Why Your PostgreSQL Query Reads Millions of Blocks to Return Zero Rows (And How to Fix It)
A deep dive into index bloat, dead tuples, and MVCC visibility in high-throughput PostgreSQL tables

If you’ve ever stared at a PostgreSQL query plan in disbelief — watching a query scan 3.5 million blocks only to return zero rows — you’re not alone. And if that same query magically completes in 23 milliseconds five seconds later, only to crawl back to 60 seconds fifteen minutes after that, something deeper is going on beneath the surface.
This post breaks down exactly what’s happening, why it happens, and — most importantly — how to fix it for good.
The Setup: A High-Throughput Staging Table
Imagine a staging table — let’s call it poslog_publisher_rms_stage — running on Aurora PostgreSQL 17.4. It’s a busy table. Rows arrive with a status of READY, get picked up almost immediately by a processing job that flips them to PROCESSED, and every two hours a separate job scans for anything stuck in UNPROCESSED or FAILED with fewer than three retry attempts.
The table has a composite index on (status, error_retry_count, modified_date) — exactly what that retry query needs. And it does use it. So why is performance so catastrophically bad?
The Core Problem: Index Bloat from Dead Tuples
This is where PostgreSQL’s MVCC (Multi-Version Concurrency Control) model becomes both a strength and a hidden trap.
When a row is updated in PostgreSQL, the database doesn’t modify the row in place. Instead, it writes a brand new version of the row and marks the old one as dead. This is fundamental to how PostgreSQL handles concurrent reads and writes without locking — but it has a cost.
Every single row that gets flipped from READY to PROCESSED leaves behind a dead tuple. And those dead tuples don’t disappear immediately. They linger in the heap until VACUUM comes along to clean them up.
Here’s where it gets painful: the composite index still contains entries pointing to those dead tuples. So when the retry query runs and walks the index looking for rows where status IN (‘UNPROCESSED’, ‘FAILED’), it encounters index entries for all the old READY and PROCESSED versions of rows too.
For each of those entries, PostgreSQL has to go fetch the actual heap page to determine whether that version of the row is still visible to the current transaction. This is called a heap fetch for visibility check — and with 8.4 million dead tuples spread across a 96 million row table, the query ends up touching millions of heap pages just to confirm, over and over again: “Nope, not visible. Skip it.”

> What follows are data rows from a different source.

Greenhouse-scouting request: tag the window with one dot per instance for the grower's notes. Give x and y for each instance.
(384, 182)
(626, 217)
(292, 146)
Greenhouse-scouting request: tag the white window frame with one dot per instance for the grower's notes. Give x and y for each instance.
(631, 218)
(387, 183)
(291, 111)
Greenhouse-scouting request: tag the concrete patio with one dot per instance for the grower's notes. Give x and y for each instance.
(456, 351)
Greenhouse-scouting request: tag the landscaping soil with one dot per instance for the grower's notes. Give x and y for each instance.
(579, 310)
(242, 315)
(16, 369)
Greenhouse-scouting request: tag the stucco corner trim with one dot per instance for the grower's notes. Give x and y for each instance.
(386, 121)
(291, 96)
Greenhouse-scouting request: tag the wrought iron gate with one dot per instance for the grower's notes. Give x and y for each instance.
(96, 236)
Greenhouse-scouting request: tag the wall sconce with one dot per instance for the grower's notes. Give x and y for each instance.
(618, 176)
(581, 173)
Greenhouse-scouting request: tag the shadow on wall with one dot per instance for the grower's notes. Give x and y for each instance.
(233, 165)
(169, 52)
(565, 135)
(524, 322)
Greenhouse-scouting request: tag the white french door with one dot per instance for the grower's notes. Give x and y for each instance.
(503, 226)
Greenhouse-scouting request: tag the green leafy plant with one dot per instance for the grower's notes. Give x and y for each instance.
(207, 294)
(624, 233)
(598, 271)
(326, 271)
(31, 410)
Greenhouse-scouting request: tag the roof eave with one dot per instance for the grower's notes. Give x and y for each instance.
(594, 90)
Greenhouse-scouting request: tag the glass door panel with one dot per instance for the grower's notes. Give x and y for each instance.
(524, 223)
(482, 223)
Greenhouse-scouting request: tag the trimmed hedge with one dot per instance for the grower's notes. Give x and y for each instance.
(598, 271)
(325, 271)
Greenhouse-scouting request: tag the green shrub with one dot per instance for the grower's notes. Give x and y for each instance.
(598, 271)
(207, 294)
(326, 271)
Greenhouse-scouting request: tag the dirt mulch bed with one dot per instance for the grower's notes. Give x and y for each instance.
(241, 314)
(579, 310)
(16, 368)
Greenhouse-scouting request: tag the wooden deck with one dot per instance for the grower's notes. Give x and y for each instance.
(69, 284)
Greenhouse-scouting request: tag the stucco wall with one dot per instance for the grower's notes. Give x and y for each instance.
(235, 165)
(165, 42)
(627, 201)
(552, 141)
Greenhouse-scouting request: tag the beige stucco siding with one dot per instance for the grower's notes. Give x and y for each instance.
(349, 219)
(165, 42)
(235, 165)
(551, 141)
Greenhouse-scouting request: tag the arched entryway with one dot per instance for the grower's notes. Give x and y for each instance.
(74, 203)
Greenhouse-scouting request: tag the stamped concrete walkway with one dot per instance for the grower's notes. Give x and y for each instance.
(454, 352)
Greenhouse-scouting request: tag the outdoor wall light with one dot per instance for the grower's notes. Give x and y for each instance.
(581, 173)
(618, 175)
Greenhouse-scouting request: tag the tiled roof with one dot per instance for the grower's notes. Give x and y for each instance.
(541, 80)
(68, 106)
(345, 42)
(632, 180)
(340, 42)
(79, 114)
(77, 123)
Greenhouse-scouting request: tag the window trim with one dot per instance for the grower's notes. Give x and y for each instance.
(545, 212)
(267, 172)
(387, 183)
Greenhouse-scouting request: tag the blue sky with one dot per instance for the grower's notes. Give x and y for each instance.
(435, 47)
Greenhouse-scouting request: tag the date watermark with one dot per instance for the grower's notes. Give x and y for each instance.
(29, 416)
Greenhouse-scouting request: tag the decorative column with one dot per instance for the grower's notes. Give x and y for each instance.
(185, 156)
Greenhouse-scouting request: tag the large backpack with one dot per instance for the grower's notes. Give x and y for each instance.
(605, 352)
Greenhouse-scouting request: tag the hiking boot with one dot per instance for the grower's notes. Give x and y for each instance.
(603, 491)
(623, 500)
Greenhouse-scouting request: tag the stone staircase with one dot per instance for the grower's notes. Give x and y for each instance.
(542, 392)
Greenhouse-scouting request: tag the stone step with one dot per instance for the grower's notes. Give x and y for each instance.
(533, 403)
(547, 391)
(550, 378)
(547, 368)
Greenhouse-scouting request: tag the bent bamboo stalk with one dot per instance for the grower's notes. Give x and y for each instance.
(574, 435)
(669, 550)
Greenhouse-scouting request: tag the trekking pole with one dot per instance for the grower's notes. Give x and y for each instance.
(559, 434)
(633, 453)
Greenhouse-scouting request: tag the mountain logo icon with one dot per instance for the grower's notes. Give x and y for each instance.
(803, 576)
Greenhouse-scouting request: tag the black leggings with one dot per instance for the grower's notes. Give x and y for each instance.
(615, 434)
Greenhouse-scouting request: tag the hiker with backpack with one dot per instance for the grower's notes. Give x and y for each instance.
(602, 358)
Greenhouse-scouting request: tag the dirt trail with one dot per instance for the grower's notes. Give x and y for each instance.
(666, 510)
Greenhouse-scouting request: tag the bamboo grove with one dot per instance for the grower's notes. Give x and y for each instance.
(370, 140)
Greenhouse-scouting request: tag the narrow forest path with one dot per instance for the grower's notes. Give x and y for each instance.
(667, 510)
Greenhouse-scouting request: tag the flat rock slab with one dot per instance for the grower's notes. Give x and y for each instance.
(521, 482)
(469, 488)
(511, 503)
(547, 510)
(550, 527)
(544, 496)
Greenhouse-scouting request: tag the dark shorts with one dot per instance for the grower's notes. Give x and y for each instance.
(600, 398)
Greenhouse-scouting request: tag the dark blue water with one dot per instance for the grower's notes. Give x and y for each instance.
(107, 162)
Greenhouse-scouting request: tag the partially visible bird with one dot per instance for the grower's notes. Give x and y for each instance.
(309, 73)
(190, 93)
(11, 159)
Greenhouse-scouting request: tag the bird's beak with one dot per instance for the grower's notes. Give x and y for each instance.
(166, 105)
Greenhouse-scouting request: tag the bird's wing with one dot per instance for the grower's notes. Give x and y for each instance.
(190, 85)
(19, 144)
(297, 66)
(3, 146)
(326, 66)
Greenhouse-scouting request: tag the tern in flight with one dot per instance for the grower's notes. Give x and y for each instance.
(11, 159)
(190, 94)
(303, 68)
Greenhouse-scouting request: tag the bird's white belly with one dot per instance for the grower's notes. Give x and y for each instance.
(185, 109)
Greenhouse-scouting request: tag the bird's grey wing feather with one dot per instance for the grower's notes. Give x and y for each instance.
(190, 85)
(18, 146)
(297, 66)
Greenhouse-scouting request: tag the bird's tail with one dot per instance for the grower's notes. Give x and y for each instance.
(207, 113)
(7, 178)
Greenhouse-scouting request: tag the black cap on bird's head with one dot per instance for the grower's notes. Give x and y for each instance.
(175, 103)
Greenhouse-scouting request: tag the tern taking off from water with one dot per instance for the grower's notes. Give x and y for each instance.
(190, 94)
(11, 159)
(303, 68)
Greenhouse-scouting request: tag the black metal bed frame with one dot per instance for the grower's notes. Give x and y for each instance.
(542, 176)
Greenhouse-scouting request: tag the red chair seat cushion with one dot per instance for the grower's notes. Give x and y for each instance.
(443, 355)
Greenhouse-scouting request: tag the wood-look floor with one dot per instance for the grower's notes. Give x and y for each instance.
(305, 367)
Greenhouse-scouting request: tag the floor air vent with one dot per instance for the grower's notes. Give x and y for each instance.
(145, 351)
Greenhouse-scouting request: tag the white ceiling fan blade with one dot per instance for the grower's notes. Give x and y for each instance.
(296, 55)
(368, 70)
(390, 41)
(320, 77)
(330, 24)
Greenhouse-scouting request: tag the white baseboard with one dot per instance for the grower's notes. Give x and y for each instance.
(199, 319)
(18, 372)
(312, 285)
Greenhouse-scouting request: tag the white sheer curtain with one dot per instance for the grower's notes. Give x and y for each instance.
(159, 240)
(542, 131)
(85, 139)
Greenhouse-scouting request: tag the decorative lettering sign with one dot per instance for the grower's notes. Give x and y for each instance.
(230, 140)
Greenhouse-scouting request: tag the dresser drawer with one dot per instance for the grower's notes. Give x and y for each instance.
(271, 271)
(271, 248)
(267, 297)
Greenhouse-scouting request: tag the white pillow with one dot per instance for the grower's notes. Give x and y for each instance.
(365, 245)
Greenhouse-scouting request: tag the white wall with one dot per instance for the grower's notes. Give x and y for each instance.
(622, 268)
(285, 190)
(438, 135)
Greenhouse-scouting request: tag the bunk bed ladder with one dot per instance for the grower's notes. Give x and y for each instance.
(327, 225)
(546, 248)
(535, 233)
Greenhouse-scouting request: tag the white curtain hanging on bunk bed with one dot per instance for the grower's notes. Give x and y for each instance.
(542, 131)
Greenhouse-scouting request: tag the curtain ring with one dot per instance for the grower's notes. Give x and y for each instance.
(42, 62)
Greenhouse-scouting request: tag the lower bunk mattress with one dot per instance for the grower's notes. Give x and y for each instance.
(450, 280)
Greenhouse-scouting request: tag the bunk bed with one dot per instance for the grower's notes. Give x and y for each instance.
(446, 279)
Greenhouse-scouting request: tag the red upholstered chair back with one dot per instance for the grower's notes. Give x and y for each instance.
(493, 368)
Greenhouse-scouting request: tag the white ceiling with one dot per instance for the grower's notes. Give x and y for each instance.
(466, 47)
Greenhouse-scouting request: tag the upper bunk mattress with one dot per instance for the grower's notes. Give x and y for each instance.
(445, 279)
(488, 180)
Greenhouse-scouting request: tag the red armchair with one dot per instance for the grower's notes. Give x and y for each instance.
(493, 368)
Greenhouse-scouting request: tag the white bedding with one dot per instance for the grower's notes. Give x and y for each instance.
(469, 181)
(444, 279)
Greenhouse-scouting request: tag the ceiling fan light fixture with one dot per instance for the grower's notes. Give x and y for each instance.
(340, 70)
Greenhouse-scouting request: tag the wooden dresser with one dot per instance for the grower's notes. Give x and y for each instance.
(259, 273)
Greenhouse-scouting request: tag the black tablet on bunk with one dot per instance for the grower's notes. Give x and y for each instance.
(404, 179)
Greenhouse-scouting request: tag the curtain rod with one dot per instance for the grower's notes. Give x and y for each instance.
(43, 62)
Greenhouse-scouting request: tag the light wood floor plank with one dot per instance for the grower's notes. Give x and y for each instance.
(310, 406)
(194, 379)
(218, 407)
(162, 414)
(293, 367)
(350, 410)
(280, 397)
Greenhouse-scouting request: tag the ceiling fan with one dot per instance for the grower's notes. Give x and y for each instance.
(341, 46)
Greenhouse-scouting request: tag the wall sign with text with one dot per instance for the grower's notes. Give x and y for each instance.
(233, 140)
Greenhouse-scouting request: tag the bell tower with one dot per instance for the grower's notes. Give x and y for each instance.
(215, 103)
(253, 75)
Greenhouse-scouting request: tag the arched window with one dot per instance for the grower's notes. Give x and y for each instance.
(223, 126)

That’s where the 3.5 million block reads come from. Most of them aren’t finding matching rows — they’re doing visibility bookkeeping.
Why the Second Run Drops to 18k Block Reads
Five seconds later, the same query runs in 23 milliseconds. What changed?
Nothing changed in the data. What changed is the buffer cache.
The first run pulled roughly 2 million blocks from disk into PostgreSQL’s shared buffer pool — the in-memory cache. When the query runs again five seconds later, all those pages are still warm in memory. Nothing has evicted them yet. So instead of going to disk, the second run reads from cache, and the difference between cold disk I/O and warm in-memory reads is the entire explanation for that 66-second-to-23-millisecond drop.
It’s worth noting: even 18k logical reads to find zero rows is higher than you’d expect from a clean index. That’s still the dead tuples at work — even with everything in cache, the query still has to touch those pages to confirm visibility. It’s just fast because it’s all in memory.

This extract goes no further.